THE BOOK OF ENOCH TERRIFIES RELIGIOUS GATEKEEPERS — EVEN THOUGH THE BIBLE ITSELF VALIDATES HIM
Few biblical figures are treated with as much quiet discomfort as Enoch. He appears briefly in Genesis, is praised explicitly in Hebrews, and is directly quoted in Jude—yet the moment his name is attached to an entire book, many Christians are told to look away. The irony is impossible to ignore: Scripture itself presents Enoch as righteous, trusted, and uniquely close to God, but modern believers are often warned that anything beyond those few verses is dangerous.
Genesis tells us Enoch “walked with God, and he was not, for God took him.” That phrase is not poetic filler. It is theological weight. Only one other person in Scripture is described this way—Elijah. Hebrews reinforces this, stating plainly that Enoch pleased God and did not see death.

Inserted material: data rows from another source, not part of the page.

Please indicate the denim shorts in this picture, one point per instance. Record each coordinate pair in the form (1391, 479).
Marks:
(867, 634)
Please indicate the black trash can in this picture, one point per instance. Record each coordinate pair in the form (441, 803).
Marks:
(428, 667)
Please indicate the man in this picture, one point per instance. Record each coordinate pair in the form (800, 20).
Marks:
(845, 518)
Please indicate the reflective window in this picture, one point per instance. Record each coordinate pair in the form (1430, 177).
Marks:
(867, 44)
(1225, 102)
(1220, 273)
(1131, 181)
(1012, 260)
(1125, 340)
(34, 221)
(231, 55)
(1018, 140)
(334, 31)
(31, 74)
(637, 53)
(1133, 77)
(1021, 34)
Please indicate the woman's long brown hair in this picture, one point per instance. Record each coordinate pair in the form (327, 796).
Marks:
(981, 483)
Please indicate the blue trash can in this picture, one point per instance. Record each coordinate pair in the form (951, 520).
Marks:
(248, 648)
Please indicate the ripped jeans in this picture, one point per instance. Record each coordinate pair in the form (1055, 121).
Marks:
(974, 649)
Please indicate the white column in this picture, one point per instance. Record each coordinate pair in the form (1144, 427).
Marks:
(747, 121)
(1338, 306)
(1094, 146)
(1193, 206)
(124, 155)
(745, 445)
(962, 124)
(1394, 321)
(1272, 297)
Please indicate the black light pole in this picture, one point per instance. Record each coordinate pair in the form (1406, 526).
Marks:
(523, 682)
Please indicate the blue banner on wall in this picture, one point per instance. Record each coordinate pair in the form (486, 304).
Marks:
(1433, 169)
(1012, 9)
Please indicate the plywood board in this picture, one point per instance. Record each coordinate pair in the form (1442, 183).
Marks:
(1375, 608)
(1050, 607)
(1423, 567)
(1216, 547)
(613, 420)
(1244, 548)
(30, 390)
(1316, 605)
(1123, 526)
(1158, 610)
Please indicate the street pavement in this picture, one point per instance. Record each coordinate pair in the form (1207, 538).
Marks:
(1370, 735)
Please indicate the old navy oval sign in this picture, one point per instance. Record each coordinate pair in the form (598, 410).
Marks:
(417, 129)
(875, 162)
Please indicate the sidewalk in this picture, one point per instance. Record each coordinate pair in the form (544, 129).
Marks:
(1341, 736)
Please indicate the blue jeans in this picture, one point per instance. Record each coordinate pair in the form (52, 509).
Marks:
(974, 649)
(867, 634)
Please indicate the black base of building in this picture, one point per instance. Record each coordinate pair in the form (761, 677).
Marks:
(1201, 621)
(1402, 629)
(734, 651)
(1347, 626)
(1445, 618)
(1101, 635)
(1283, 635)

Jude goes further, quoting Enoch directly when warning about divine judgment. This is not fringe validation. This is New Testament affirmation.
So why the resistance?
The discomfort does not come from Enoch himself. It comes from what the Book of Enoch discusses. Watchers. Judgment. Cosmic rebellion. Spiritual hierarchies. Accountability beyond human politics. These themes do not contradict Scripture—they amplify it. Genesis 6 alludes to events that are never fully explained in the canonical text. Enoch expands on those moments, not to replace Scripture, but to illuminate a worldview the ancient Hebrews already understood.
Critics often argue that the Book of Enoch is “non-canonical,” as if that alone disqualifies it from value. But canon does not mean false—it means measured. Many early Christians read Enoch freely. The Ethiopian Church preserved it without controversy. The Dead Sea Scrolls confirmed its ancient Jewish origin. And the New Testament authors clearly knew it well.
What truly unsettles people is authority. Enoch does not flatter modern sensibilities. It does not reduce faith to personal affirmation or vague spirituality. It presents a God who judges angels, nations, and powers. It insists that rebellion has consequences beyond the visible world. That makes it inconvenient, not heretical.
The Bible never commands believers to read the Book of Enoch. But it also never tells them to fear it. What Scripture does is far more interesting: it treats Enoch as trustworthy. It quotes him. It honors him. It places him in the lineage of faith.
Christians should not treat Enoch as Scripture. But neither should they pretend he was irrelevant. When the Bible itself gives credit to a man’s voice, wisdom demands we at least understand why.
The real debate is not whether Enoch belongs in the canon. The real debate is whether modern Christianity has become uncomfortable with the spiritual worldview Scripture itself assumes.